“When he said he wanted me dead, I took him at his word.”
—Collin County Assistant Criminal District Attorney Crystal Levonius, who had been working up a case against Daniel Steffen, later testifying in Steffen’s trial. Steffen was accused of sexual assault of a child (among other things), and in a recorded phone call, he had told someone he wanted to do “whatever it takes” to kill Levonius. At that, she was removed from the case, and the Collin County office recused itself. Dallas County ACDAs Jason Fine and Trey Stock were assigned as special prosecutors, and Steffen was convicted of sex crimes and solicitation to commit capital murder in September. He was sentenced to life in prison.
“I don’t need to be a criminal anymore, and that’s a great feeling. And my new dealer is the prime minister!”
—Canadian Ashley MacIsaac, in a news article about Canada’s recent legalization of marijuana possession and sales. www.myplainview.com/news/medical/article/Canada-now-world-s-largest-legal-marijuana-13313115.php
“Very, very small. And very dark.”
—Sgt. Brad Makovy of the Grand Prairie Police Department’s Crimes Against Children Unit. He was testifying in the capital murder trial of Charles Wayne Phifer, who was later convicted of beating to death his girlfriend’s 4-year-old daughter, Leiliana Wright. Sgt. Makovy was describing a closet in the family’s home where Leiliana had been “strung up” as punishment before she died.
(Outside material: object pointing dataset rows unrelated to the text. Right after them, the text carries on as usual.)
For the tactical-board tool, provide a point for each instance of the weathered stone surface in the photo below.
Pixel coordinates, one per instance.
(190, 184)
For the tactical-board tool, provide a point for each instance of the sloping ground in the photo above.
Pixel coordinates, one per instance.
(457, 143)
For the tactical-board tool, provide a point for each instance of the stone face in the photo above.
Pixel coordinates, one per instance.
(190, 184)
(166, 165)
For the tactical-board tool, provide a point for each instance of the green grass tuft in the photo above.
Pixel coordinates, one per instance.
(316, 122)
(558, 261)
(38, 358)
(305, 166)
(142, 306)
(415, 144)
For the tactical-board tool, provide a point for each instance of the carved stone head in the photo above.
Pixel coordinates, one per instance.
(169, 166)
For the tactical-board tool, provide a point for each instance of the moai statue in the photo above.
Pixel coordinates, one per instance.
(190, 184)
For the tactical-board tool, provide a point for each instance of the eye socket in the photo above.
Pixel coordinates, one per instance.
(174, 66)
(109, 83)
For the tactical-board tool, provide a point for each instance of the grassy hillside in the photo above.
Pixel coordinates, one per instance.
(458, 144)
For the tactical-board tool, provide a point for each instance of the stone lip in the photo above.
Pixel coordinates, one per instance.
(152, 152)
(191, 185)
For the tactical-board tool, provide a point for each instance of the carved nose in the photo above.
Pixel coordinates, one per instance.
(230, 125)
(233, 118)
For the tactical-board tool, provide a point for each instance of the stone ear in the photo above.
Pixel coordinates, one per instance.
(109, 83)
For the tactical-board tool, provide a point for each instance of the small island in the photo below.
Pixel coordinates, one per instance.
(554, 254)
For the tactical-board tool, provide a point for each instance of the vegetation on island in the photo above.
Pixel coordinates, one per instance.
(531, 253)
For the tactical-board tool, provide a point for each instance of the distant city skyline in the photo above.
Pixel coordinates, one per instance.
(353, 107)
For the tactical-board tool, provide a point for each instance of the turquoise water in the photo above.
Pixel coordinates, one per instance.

“Over the weekend, I visited upstate NY, where I got arrested & later did time. And it kind of holds a special place in my heart bc it’s where I got my life back together. But someoneasked [sic] me where my dog was & it got me thinking. Here is a thread abt dogs, addiction, and reentry.”
—Keri Blakinger (@keribla on Twitter), a journalist at the Houston Chronicle newspaper (and former felon). The thread (from October 15) is worth reading.
“I don’t know if I hate you or I thank you for finally speaking up and giving me my daughter back.”
—Fallon Wood, in a victim impact statement given at the trial of Gregorio Cruz. Cruz admitted to police that he didn’t kill Breanna Wood, Ms. Wood’s daughter, but that he was paid to dispose of her body. He led authorities to her remains.
“The law is so complex and ambiguous, very learned people can have very different opinions on what a line of statute means. It’s highly unlikely that someone is going to go to jail [just for cannabidiol], but I cannot sit here and say that it is my legal opinion that it is a legal chemical.”
—Kyle Hoelscher, a Corpus Christi attorney and pro-marijuana activist, in a news article on the growing (illegal) sales of cannabidiol (CBD) in Texas.